Incubation of human neutrophils with lipopolysaccharides (LPS), TNFα, N-formyl-methionine- leucine-phenylalanine (fMLP), or lipoteichoic acid and murine neutrophils with LPS or bacteria, has been shown to induce histone deimination and NET formation, marking PAD4 activity [24
]. Further, we detected deiminated histone H4 in lung leukocytes isolated from influenza-infected mice [25
]. In this report, we find that PAD4 activity is readily detected within the affected arthritic joint. In WT mice receiving K/BxN serum, the presence of deiminated histones corresponded primarily to the infiltrating cells of the joint sublining, which is consistent with the expression pattern of PAD4 found in patients with RA [46
]. The stimulus that induces PAD activity during autoimmune-mediated inflammation is undefined. However, the LPS receptor TLR4, has been linked to animal models of arthritis, perhaps because of the activation of TLR4 by endogenous ligands, such as Tenascin-C [16
NETs possess potent microbicidal capabilities but have also been implicated in chronic inflammatory diseases [23
]. NET formation is linked to cystic fibrosis [29
]. Similarly, the formation of NETs contributes to endothelial and tissue injury during sepsis [32
]. In autoimmune small-vessel vasculitis, anti-neutrophil cytoplasm antibodies (ANCA) trigger the formation of NETs, promoting necrotic inflammation of the blood vessels [51
]. Systemic lupus erythematous (SLE) is a systemic autoimmune disease characterized by the formation of pathogenic immune complexes. When activated by autoantibodies, neutrophils isolated from patients with SLE produce NETs, exposing immunostimulatory proteins and potential autoantigens and leading to the induction of Type I interferons by plasmacytoid dendritic cells [28
]. Collectively, these results support the notion that NET production can contribute to disease pathogenesis in inflammatory conditions. While hypercitrullination of neutrophil histones has been reported in patients with RA [34
], it is unclear whether NETs have a role in RA inflammation. Our results suggest that PAD4 activity and subsequent NET formation is present in the K/BxN serum transfer model, but is not required for this model of effector phase of disease.

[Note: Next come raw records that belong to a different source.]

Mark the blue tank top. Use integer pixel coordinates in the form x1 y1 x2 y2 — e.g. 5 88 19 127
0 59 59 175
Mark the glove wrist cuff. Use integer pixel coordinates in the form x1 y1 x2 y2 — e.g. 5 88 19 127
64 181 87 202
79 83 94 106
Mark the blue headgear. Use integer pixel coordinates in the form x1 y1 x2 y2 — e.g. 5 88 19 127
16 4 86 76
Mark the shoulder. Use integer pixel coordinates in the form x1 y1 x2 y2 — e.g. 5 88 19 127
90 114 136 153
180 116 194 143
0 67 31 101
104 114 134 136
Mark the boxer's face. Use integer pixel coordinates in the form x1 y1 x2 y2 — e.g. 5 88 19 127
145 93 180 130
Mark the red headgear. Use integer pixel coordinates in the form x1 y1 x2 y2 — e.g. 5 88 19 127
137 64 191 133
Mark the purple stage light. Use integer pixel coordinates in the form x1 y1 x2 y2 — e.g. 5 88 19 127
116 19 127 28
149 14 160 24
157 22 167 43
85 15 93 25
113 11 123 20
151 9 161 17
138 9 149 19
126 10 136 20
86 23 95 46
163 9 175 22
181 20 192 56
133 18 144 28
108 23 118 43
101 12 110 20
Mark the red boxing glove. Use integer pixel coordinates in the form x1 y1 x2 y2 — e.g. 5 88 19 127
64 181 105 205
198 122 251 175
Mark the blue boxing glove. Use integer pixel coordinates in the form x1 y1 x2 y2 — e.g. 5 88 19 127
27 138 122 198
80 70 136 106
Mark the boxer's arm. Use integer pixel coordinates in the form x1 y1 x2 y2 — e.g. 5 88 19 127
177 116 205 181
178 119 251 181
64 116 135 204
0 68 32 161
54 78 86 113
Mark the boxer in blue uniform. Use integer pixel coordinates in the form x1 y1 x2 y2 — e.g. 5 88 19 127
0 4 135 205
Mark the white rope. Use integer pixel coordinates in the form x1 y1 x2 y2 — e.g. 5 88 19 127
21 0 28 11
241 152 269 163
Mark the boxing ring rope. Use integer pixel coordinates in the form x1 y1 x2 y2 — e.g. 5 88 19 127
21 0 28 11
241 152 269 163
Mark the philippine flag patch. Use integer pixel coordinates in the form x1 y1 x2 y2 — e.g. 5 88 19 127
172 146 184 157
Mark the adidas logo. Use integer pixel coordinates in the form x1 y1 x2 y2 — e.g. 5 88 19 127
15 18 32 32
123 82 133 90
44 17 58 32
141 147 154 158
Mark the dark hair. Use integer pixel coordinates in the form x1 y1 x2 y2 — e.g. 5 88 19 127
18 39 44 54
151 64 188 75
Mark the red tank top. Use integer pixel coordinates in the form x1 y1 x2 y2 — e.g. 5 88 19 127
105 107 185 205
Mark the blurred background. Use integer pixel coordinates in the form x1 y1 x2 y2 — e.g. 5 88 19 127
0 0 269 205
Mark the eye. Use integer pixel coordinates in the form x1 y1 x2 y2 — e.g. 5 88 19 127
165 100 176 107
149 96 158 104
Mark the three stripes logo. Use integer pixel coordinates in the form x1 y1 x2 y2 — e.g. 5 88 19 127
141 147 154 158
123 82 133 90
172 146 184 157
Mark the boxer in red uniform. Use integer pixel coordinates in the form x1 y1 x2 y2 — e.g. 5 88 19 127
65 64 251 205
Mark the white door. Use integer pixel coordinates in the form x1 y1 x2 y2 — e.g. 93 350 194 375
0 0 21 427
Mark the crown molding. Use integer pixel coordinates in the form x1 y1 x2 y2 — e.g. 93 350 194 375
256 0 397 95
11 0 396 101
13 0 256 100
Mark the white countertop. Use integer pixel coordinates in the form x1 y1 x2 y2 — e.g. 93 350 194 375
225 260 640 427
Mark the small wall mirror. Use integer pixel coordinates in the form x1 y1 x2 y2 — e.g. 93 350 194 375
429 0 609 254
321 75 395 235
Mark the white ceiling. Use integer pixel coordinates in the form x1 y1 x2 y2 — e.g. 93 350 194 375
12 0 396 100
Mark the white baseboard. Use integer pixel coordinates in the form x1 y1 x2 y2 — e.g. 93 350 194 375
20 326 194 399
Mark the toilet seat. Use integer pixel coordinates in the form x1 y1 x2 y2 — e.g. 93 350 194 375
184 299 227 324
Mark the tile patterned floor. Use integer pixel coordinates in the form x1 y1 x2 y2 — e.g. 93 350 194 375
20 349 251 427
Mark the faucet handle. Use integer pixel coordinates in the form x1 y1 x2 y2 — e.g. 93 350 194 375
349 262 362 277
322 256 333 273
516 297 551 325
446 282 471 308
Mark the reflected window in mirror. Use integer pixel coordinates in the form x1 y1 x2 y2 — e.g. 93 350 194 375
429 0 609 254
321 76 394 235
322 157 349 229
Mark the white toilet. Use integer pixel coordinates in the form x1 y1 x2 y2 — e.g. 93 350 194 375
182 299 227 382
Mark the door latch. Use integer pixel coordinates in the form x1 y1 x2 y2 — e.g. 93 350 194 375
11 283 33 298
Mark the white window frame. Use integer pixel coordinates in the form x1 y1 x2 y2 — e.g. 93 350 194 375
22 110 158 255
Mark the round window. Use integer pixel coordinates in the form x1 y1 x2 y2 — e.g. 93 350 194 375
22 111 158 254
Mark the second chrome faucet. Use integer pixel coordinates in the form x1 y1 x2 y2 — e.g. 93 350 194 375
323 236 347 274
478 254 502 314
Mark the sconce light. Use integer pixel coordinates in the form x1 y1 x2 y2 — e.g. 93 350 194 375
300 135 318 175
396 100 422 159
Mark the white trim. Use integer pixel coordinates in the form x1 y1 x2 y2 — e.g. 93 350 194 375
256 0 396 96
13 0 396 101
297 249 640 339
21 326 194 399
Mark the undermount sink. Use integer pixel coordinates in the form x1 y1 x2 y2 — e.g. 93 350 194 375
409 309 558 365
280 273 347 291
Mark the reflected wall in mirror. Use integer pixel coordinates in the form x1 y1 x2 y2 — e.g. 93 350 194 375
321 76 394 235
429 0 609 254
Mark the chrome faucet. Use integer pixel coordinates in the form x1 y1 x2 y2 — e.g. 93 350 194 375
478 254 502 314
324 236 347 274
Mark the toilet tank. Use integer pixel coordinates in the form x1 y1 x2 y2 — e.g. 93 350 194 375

Our data demonstrate that PAD4 is not necessary for the antibody-dependent, effector stage of arthritis. It is also possible that compensation by other PAD family members, PAD2 in particular, may mask the function of PAD4 in arthritis, although we note that PAD2 expression is not upregulated in PAD4-deficient neutrophils [25
]. Finally, since the Padi
locus is linked to disease severity in the K/BxN serum transfer model, it may be necessary to eliminate several PAD family members, either by targeting multiple locations within the PAD locus or by combining treatment with specific PAD inhibitors with targeted PAD alleles. Further studies will be necessary to dissect the role of PAD4 in the priming phase of arthritis.